0
votes

I've been trying to put together a kind of 'remote gdb agent', but I don't seem to find the right signal numbers for stop packets. Where/how can I find the signal numbers gdb actually uses? At least the gdb-multiarch from Debian Jessie repo acts weird.

Signal 31 is shown as SIG37 - real-time event 37 (I expected SIGUSR2) and if I send signal 10, dgb shows "Can't send signals to this remote system. SIGURG not sent." and sends a 'c'-packet (I expected SIGBUS).

With remote and serial debugs on, I can see that the signals 31 and 10 are actually received by gdb.

[edit] By trying I found out the first 30 signals.
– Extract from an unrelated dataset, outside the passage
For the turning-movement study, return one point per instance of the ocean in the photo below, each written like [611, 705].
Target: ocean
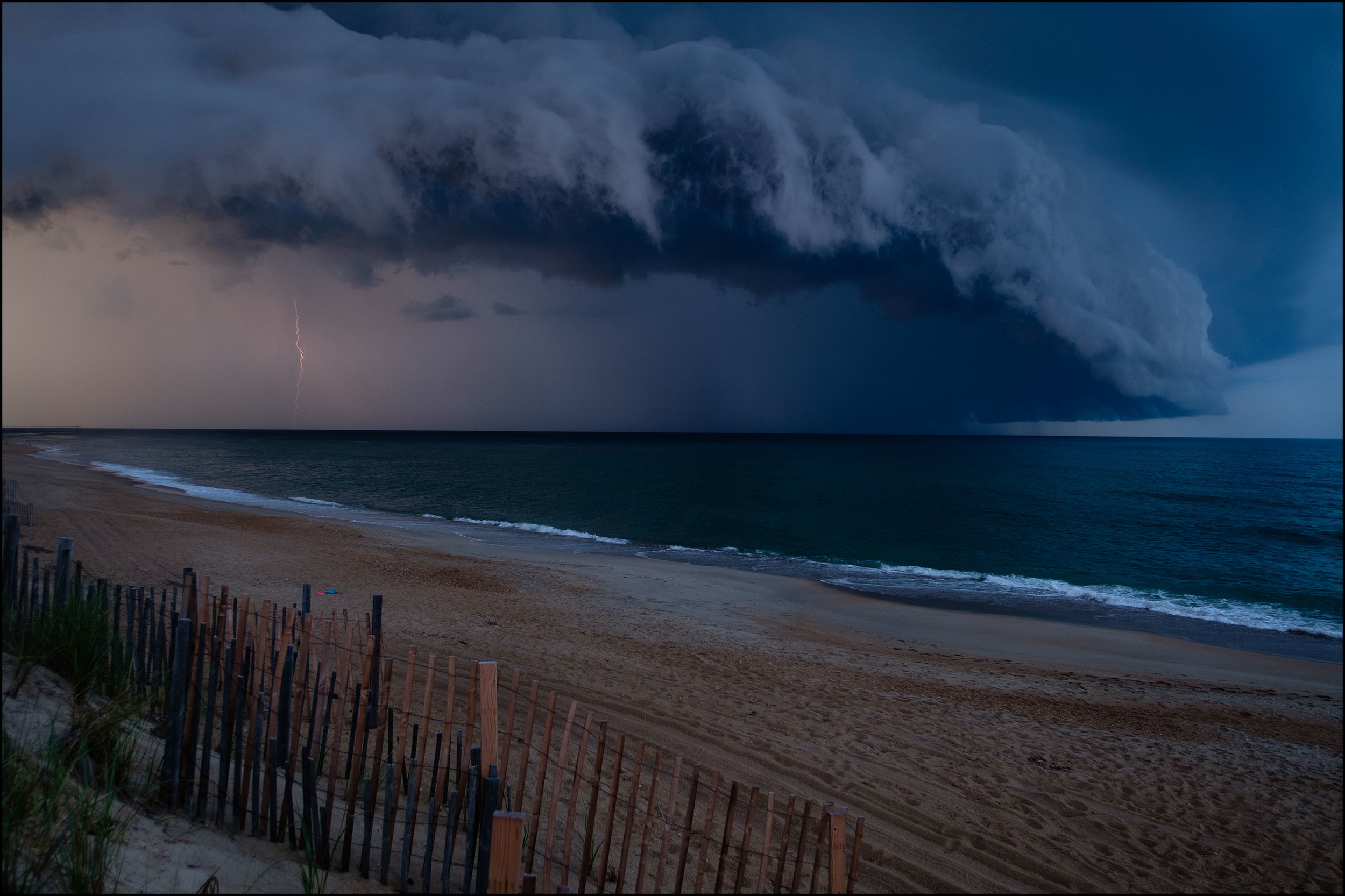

Here are the first ones: (the asterisk meand that can't continue with debugging) 2 SIGINT 4 SIGILL 5 SIGTRAP 6 SIGABRT * 7 SIGEMT 8 SIGFPE 9 SIGKILL 10 SIGURG * 11 SIGSTOP 12 SIGTSTP 13 SIGCONT * 14 SIGCHLD * 15 SIGTTIN * 16 SIGTTOU 17 SIGIO * 18 SIGXCPU *

[edit2]

[r $][T][1][0][#][b][5]Packet received: T10
  ...
  Can't send signals to this remote system.  SIGURG not sent.
  Sending packet: $c#63...[\x00][\x00][\x00][\x00][\x00][
  r +]Ack
1

1 Answers

2
votes

The gdb remote protocol uses its own numbers for signals. These have to be translated to the correct system values by your remote agent. See the documentation (first paragraph) for details; I think the signal numbers are only available in a gdb header file.